JG: Tell us about some of the values you try to instill in your engineering teams here at Sonian?

DB: It’s funny that you ask.  We just onboarded 5 new engineers, and in order to set them up for success, I firmly believe it’s vital that we be clear on what we expect.  That means communicating our engineering and product values (which, of course, are in support of company values as mentioned above).  With every new hire I spend time reviewing in detail the key product values we espouse.  


  • Customer value is priority #1
  • Lean approach to delivery
  • Deep customer empathyAccountability and taking ownership
  • High quality, scalable systems
  • Design as a differentiator
  • Trust (and respect)
  • Full stack-ness (i.e. ability to work across different parts of the code)
  • Team above individual
  • ​Hard work (to build something great)

JG: Sonian builds archiving and analytics products, but you view design as a real differentiator. Can you tell us about why that's so important?

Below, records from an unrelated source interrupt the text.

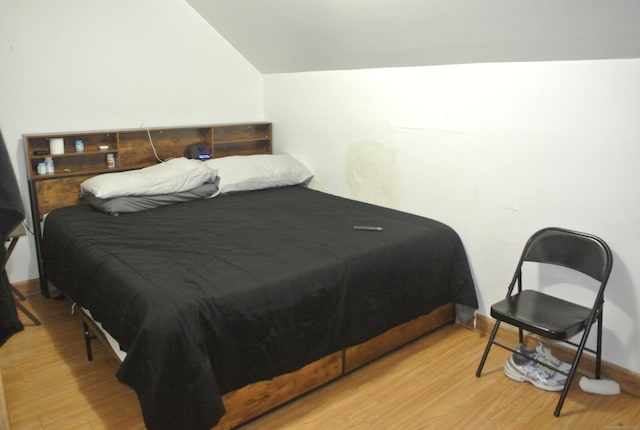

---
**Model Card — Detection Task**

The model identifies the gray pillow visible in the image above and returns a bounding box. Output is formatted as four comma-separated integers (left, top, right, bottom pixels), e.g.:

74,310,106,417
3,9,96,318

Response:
84,183,218,215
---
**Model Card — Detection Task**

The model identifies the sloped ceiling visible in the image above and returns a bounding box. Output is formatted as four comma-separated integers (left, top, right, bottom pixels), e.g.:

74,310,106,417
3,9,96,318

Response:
187,0,640,73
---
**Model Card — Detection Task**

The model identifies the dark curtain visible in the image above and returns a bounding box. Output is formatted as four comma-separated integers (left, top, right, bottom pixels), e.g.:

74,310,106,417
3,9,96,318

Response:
0,131,24,346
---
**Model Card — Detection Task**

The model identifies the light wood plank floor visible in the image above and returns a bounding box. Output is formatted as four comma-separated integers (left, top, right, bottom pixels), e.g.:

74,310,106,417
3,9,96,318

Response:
0,296,640,430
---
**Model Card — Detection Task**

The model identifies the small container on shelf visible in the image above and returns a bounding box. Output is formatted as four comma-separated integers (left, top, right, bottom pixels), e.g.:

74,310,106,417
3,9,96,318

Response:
76,139,84,152
38,162,47,175
44,157,55,174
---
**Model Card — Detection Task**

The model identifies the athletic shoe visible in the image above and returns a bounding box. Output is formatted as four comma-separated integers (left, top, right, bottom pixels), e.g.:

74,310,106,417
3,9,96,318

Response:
516,343,571,372
504,354,567,391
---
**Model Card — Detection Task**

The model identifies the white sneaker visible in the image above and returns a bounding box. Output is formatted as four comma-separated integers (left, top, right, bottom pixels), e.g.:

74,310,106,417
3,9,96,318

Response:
516,343,571,372
504,354,567,391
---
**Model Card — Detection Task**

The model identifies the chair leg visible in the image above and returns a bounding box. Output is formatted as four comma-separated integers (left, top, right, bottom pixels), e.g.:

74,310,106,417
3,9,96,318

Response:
553,329,589,417
82,321,93,361
596,308,602,379
476,321,500,378
15,302,42,325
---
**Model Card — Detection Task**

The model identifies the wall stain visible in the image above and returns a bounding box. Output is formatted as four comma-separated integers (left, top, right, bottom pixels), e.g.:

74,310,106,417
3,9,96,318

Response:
345,142,400,208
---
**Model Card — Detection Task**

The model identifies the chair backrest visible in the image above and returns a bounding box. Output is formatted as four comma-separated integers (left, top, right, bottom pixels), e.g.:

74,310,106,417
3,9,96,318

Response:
521,227,613,285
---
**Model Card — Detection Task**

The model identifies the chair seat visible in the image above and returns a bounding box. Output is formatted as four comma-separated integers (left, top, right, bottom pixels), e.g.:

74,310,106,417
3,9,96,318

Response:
491,290,591,340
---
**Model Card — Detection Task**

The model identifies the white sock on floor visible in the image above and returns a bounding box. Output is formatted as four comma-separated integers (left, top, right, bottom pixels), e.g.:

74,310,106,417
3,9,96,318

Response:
580,376,620,396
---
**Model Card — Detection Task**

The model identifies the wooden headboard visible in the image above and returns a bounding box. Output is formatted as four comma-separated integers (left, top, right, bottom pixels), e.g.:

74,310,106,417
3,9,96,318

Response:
23,122,272,297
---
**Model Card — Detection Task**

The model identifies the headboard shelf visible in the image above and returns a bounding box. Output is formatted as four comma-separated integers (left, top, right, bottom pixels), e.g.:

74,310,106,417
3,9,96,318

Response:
22,122,272,297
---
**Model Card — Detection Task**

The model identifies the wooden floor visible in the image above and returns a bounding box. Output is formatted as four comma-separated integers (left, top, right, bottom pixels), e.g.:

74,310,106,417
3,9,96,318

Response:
0,296,640,430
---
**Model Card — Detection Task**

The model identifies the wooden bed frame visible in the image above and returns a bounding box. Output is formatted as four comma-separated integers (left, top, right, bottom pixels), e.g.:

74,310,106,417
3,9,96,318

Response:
23,122,455,429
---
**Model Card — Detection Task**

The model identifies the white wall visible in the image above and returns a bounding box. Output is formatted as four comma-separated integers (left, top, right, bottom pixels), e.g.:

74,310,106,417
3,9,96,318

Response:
264,60,640,371
0,0,263,281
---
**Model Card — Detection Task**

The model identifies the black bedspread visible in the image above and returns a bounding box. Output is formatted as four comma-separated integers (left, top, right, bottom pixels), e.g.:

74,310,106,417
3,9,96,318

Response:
42,187,477,429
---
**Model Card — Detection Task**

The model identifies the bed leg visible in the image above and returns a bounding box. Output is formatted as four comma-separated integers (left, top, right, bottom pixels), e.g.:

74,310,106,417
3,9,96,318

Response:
82,321,93,361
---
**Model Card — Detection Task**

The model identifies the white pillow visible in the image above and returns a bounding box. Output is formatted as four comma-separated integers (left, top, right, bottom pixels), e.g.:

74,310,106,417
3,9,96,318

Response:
80,157,216,199
204,154,313,194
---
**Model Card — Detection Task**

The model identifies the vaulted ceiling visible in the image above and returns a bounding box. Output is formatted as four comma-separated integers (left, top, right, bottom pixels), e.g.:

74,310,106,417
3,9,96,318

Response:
187,0,640,73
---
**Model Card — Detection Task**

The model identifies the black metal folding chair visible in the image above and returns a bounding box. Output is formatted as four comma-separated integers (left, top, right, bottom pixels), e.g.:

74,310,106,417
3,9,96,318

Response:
476,227,613,417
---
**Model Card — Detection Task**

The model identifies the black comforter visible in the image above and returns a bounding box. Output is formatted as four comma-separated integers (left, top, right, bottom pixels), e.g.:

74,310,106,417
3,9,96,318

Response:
42,187,477,429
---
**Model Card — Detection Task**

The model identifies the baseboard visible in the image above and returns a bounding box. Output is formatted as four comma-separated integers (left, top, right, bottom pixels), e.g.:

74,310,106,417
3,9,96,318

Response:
461,315,640,397
12,279,59,297
0,371,10,430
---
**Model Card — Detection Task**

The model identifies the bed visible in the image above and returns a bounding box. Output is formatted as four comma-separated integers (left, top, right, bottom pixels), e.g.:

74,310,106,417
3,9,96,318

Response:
26,122,477,429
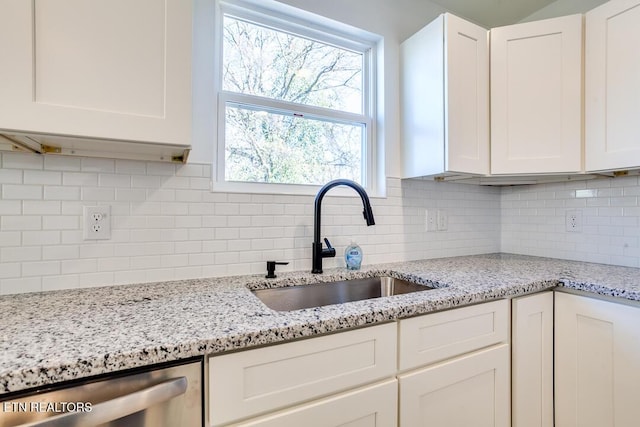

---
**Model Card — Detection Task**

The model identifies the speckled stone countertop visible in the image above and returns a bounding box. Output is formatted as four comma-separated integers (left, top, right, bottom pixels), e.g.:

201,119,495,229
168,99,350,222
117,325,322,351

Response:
0,254,640,397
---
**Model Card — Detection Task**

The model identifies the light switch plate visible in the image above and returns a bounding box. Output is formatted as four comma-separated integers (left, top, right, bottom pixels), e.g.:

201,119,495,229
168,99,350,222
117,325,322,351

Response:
82,205,111,240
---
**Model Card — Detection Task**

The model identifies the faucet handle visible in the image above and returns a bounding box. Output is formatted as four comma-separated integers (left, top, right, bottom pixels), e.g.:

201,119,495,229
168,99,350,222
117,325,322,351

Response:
322,237,336,258
264,261,289,279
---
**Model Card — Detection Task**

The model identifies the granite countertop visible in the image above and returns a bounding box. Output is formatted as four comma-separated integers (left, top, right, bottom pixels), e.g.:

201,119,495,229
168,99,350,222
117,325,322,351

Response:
0,254,640,398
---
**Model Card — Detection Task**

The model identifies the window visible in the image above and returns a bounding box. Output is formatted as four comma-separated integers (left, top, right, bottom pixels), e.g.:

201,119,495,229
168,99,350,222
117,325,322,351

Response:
216,3,374,192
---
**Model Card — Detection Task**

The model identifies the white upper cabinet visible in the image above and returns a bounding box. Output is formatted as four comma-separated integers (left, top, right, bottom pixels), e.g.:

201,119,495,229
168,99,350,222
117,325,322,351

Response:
0,0,192,145
491,15,583,174
401,13,489,178
585,0,640,171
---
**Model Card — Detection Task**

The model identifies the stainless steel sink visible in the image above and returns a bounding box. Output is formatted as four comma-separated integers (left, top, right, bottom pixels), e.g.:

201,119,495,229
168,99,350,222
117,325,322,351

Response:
251,276,433,311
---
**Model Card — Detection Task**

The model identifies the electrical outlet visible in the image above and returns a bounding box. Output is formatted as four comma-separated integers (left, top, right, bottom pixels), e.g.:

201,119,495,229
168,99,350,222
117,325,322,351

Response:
564,209,582,233
436,209,449,231
82,205,111,240
424,209,438,231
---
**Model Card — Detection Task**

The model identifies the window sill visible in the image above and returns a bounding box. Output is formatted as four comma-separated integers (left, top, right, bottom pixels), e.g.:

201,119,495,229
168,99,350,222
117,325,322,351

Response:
211,181,387,199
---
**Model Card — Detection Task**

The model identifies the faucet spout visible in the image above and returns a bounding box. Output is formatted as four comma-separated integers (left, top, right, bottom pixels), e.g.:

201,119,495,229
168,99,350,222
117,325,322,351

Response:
311,179,376,274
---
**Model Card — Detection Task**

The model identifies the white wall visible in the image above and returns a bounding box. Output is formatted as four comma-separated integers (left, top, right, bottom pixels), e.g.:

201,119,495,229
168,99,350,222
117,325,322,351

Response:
0,152,500,294
501,176,640,267
521,0,608,22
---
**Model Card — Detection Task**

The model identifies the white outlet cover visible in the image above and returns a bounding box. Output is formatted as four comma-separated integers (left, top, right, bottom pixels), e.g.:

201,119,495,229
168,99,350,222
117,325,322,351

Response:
565,209,582,233
82,205,111,240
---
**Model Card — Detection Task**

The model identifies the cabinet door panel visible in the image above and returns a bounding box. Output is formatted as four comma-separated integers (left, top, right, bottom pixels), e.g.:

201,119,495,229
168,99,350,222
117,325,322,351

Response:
398,344,510,427
491,15,582,174
209,323,397,426
511,292,553,427
233,379,398,427
444,14,489,175
0,0,192,145
400,13,489,178
398,300,509,370
555,292,640,427
585,0,640,171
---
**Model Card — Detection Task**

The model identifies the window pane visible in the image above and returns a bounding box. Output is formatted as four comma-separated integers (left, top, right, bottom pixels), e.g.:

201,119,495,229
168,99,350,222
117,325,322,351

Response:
225,105,365,185
223,16,363,114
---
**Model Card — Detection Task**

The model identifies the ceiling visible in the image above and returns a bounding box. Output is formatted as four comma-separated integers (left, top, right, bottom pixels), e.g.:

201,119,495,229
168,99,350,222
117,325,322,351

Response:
429,0,555,28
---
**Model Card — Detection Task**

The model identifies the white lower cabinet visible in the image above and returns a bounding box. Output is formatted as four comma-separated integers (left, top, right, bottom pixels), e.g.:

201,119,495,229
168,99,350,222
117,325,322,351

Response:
555,292,640,427
511,292,553,427
209,323,397,426
398,344,510,427
232,379,398,427
208,300,511,427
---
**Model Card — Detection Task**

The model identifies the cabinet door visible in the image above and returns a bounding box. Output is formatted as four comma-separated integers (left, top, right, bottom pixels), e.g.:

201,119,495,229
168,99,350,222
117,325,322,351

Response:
0,0,192,145
398,344,510,427
232,379,398,427
555,292,640,427
444,14,489,175
398,300,509,371
585,0,640,171
209,323,397,426
491,15,583,174
511,292,553,427
401,13,489,177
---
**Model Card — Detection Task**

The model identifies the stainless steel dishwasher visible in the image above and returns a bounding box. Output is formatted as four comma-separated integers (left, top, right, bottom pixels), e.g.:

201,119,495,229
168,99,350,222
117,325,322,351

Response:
0,359,204,427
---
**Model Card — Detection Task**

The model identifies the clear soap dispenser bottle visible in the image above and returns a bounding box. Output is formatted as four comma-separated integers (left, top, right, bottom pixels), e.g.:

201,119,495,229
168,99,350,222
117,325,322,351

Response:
344,242,362,270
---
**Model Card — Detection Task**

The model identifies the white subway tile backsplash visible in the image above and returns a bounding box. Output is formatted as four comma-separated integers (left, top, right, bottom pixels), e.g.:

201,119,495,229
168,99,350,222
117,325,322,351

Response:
42,215,80,230
23,169,62,185
2,153,44,169
44,186,80,200
22,200,61,215
2,184,42,200
80,186,115,202
0,169,22,184
0,215,42,231
98,173,131,188
0,246,42,262
0,261,22,279
146,162,176,176
0,153,528,293
43,156,82,171
22,261,60,277
501,177,640,267
80,157,116,172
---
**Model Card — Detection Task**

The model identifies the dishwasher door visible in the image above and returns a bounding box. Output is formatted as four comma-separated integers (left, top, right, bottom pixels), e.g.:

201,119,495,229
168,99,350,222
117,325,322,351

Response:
0,360,204,427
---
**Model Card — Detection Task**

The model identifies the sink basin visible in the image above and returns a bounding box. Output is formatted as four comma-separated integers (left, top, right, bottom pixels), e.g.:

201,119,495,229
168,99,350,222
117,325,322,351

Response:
252,276,433,311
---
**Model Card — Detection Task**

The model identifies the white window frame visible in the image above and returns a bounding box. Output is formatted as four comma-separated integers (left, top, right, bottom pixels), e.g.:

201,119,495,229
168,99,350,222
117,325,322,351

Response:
211,0,380,196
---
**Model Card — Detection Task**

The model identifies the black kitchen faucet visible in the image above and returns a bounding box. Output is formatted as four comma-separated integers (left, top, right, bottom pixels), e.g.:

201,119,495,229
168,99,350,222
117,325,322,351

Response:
311,179,375,274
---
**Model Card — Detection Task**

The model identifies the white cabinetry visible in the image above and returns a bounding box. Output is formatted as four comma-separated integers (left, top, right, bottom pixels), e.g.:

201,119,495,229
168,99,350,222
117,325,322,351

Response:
401,13,489,178
398,300,511,427
398,344,510,427
585,0,640,171
232,379,398,427
209,323,397,426
511,292,553,427
491,15,583,174
555,292,640,427
0,0,192,150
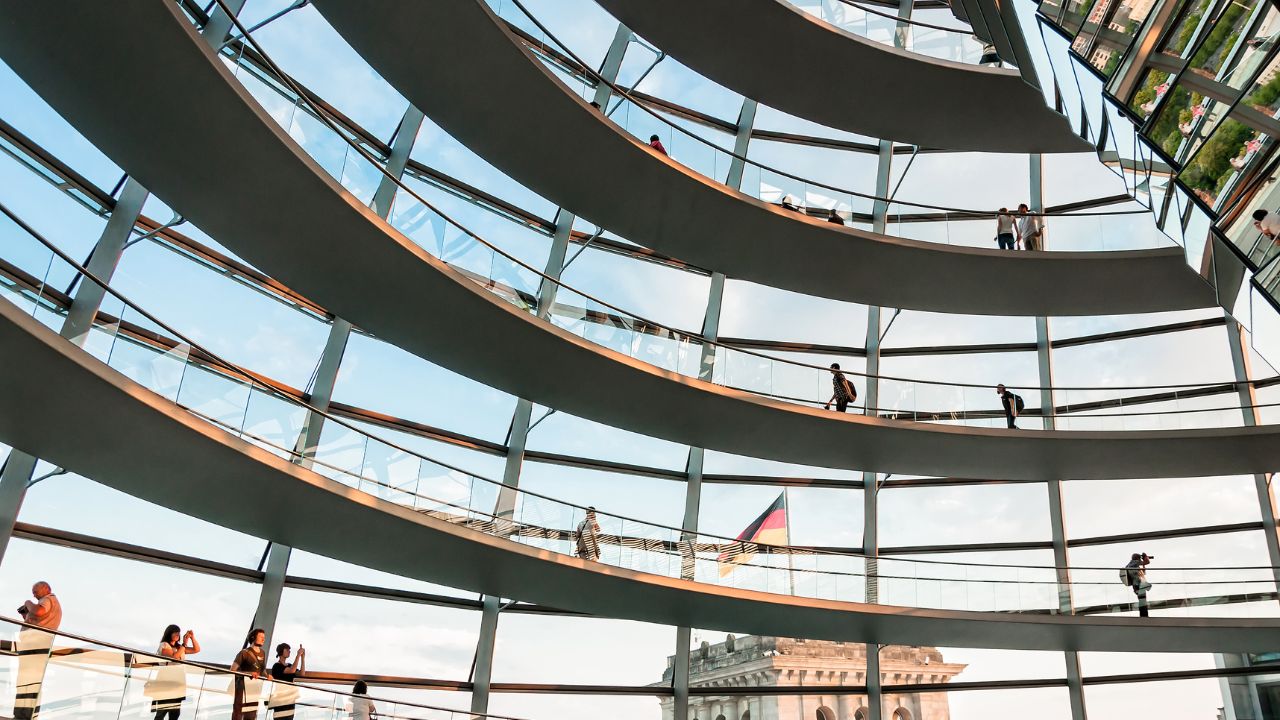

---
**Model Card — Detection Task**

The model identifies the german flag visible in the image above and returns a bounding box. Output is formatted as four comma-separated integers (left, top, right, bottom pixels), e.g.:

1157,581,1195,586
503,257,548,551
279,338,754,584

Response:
716,492,788,578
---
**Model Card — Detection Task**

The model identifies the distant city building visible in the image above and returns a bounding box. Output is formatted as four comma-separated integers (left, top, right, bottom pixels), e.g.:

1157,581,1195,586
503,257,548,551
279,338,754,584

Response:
660,635,965,720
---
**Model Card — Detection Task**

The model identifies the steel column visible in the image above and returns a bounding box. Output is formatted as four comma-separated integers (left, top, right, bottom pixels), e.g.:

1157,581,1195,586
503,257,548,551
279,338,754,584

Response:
1226,315,1280,589
671,99,759,720
471,203,576,712
0,178,147,560
1024,154,1088,720
471,594,500,712
251,543,293,657
257,99,422,638
369,105,424,220
200,0,244,50
61,178,147,346
591,23,631,110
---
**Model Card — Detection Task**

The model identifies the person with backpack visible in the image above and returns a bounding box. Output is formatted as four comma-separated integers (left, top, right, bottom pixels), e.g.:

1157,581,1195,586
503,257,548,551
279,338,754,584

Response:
822,363,858,413
996,384,1027,430
1120,552,1156,618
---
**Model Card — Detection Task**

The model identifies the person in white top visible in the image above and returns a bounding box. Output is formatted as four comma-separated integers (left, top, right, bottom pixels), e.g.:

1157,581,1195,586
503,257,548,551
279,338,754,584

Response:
996,208,1016,250
351,680,378,720
13,580,63,720
1018,202,1044,250
151,625,200,720
1253,210,1280,241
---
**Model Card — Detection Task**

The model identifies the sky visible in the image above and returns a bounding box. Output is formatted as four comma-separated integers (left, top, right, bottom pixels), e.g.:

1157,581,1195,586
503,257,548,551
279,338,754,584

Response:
0,0,1274,720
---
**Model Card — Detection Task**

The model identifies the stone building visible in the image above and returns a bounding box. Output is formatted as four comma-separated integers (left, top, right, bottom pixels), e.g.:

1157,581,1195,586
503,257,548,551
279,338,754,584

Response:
662,635,965,720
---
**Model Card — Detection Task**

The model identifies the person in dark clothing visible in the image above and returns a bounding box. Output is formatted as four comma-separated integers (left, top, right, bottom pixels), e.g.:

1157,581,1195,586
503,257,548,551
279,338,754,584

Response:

DB: Absolutely.  In today’s world, there are so many solutions out there that you really need to set yourself apart.  One important way to do this is through design.  At the end of the day, our users are human, and as you know humans love a “little bit of delight”.  Think about it, when you buy a car you are essentially buying something that takes you from point A to point B.  There are other factors, of course, in selecting a car to purchase, but are you going to buy the drab gray one that looks like a box or the shiny red one with elegant curves and chrome accents?  With software it’s the same thing.  

So, when it comes to designing our archiving and intelligence products at Sonian, we focus on great visual design and seamless user experiences.  And we do this for two main reasons.  First, we have to be different from our competitors in the vendor selection process.  What do you think when I say “email archiving”.  You might think that sounds boring.  But our UX is anything but.  Our design sets us apart from our competitors when they are choosing a solution.  As we add new distribution partners reselling Sonian products, we continually hear feedback like “your user interface clearly shows that you are innovating, and we want to go with you”.  The second reason we need great design is because we have many casual users of our software, and when you have a situation like this, you cannot afford to have them re-learn the user interface every time they use the product.  It has to be dead simple the first time and every time they interact with the product or they won’t use it.

The team shares a few laughs at the farm table during lunch. 

JG: Roughly half of your engineering team is remote. What do you need to do in order to work effectively?

DB: That’s a great question and there are copious musings on social media how to build an effective remote team.  I could expand on this in great detail, but to boil it down you need a few things to work well.  First you have to invest in bringing people together regularly to build rapport and trust.  For example, we have an all company meetup every year and the primary focus is on being together, having some fun, getting aligned, and doing some work - in that order.  The second thing you need is the right technology to facilitate communication and collaboration.  This means technologies like screen sharing, instant messaging, video, etc.  The third critical thing you need is transparency in your organization.  People need to be aware of what is happening and understanding the rationale behind decisions that are being made.  This drives alignment.  We cannot have a situation where the remote engineers are missing out on information, and thus, the full context on goals and decisions being made.  We have to work hard at being transparent to be successful.

JG: Complete this sentence for our audience: I love working at Sonian because...

DB: "...we are re-inventing our industry and the opportunity is huge!"